12/11/2002 13h22 – Atualizado em 12/11/2002 13h22
O passageiro do vôo 1701 da Gol, que fazia o trajeto de Cuiabá (MT) a Campo Grande, que tentou desviar o avião da Gol (Boeing 737-700), para Brasília, nesta madrugada, colocou em risco cerca de 70 passageiros. A aeronave tem capacidade para 144 pessoas, mas, segundo a empresa aérea Gol, ninguém ficou ferido.
O objetivo do ambulante Clodovel Dantas Lacerda, 56, era sobrevoar o Congresso e chamar a atenção de parlamentares.
Com dois litros de gasolina em uma garrafa de Coca-Cola e dois isqueiros, o ambulante tentou invadir a cabine do avião para ameaçar o piloto.

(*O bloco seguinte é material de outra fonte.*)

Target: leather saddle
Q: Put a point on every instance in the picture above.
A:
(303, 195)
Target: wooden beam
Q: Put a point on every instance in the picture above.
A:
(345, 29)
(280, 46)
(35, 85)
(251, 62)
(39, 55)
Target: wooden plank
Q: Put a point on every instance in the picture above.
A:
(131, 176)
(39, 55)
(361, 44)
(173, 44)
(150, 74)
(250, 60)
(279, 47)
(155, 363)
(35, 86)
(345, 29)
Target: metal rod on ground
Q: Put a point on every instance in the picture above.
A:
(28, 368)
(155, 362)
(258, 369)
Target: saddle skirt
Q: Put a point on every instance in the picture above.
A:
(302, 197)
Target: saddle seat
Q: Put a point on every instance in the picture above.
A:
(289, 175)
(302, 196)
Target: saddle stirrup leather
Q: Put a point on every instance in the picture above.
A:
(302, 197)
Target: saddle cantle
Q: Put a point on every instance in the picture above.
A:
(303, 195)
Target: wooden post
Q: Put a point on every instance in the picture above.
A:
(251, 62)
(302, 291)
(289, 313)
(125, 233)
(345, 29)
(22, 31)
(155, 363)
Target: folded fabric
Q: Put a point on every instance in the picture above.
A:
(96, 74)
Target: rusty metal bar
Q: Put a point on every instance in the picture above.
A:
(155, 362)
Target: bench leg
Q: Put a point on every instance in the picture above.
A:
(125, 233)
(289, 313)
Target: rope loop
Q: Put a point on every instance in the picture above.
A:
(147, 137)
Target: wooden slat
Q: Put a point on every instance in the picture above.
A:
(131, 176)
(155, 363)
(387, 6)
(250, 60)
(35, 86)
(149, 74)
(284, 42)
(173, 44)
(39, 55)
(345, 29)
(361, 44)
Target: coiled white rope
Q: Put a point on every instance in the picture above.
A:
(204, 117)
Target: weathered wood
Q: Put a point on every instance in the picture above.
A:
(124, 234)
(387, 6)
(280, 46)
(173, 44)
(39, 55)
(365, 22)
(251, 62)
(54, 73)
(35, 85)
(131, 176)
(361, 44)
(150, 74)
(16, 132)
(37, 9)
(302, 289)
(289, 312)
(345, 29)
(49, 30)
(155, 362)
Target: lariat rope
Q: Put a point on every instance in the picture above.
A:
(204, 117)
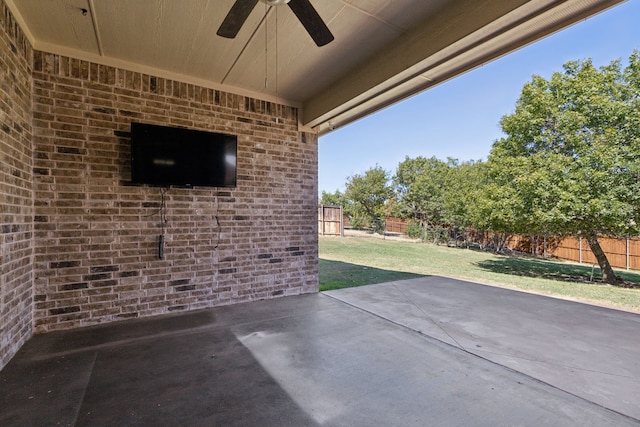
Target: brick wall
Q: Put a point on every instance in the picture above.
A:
(96, 235)
(16, 194)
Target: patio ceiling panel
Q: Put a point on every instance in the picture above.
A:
(384, 50)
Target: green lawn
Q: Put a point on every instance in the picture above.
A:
(357, 261)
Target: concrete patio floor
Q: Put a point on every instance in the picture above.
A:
(430, 351)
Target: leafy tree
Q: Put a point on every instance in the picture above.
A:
(336, 198)
(570, 163)
(368, 194)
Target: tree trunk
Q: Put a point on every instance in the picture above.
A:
(608, 276)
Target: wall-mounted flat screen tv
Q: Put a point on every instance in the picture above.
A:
(165, 156)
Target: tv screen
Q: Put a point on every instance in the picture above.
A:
(164, 156)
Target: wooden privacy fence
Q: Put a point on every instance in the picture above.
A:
(396, 225)
(330, 220)
(622, 253)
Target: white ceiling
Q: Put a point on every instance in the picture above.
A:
(383, 52)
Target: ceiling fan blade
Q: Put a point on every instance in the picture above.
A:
(235, 18)
(311, 21)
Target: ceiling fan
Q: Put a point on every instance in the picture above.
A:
(303, 9)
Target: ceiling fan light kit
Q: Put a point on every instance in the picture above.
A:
(303, 9)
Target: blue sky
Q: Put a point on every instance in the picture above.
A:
(460, 118)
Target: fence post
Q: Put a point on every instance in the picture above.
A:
(580, 250)
(628, 255)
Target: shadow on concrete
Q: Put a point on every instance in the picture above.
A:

Segundo a Polícia Federal de Campo Grande, Lacerda foi dominado por tripulantes e passageiros. No tumulto, a gasolina caiu e se espalhou pelo chão da aeronave. O combustível também atingiu alguns passageiros.
Conforme a PF, o ambulante foi amarrado com cortinas e o vôo que havia saído às 2h45 de Cuiabá com previsão de pouso às 3h40 em Campo Grande, prosseguiu normalmente, até aterrissar no Mato Grosso do Sul, onde foi preso em flagrante.
Lacerda disse à polícia que está “revoltado” com a situação do país e queria fazer um protesto. Ele disse que acha injusto ter trabalhado por 50 anos e não ter direito à aposentadoria. O ambulante comparou sua situação com outros trabalhadores que, “com menos tempo de serviço têm direito à aposentadoria”.
A PF apreendeu com Lacerda, além da gasolina e dos isqueiros, 50 gramas de veneno Nitrocin, usado para matar formiga.
O ambulante disse à polícia que, caso seu plano de “sequestrar” o avião não desse certo, ele tomaria o veneno na tentativa de suicidar-se.
Segundo a PF, o ambulante, que vende espetinhos, é morador de Campo Grande e estava temporariamente em Cuiabá para tentar vender um imóvel.
Ele foi autuado e responderá pelo artigo 261 do Código Penal que trata sobre atentar contra a segurança do transporte fluvial, marítimo e aéreo. O crime é inafiançável e a pena varia de dois a cinco anos de prisão.
Em nota, a empresa aérea Gol informou que, durante o vôo, o ambulante disse que iria atear fogo no corpo e que ele “foi imediatamente rendido pelos comissários de bordo, ficando imobilizado na aeronave até o pouso e posterior entrega às autoridades federais no aeroporto de Campo Grande”.
A empresa informou também que, após o pouso, os passageiros desembarcaram e a aeronave foi inspecionada. “Garantida a integridade do equipamento e dos outros passageiros, a aeronave prosseguiu seu vôo.”
A Infraero (Empresa Brasileira de Infra-Estrutura Aeroportuária) em Cuiabá deverá divulgar nota sobre o caso.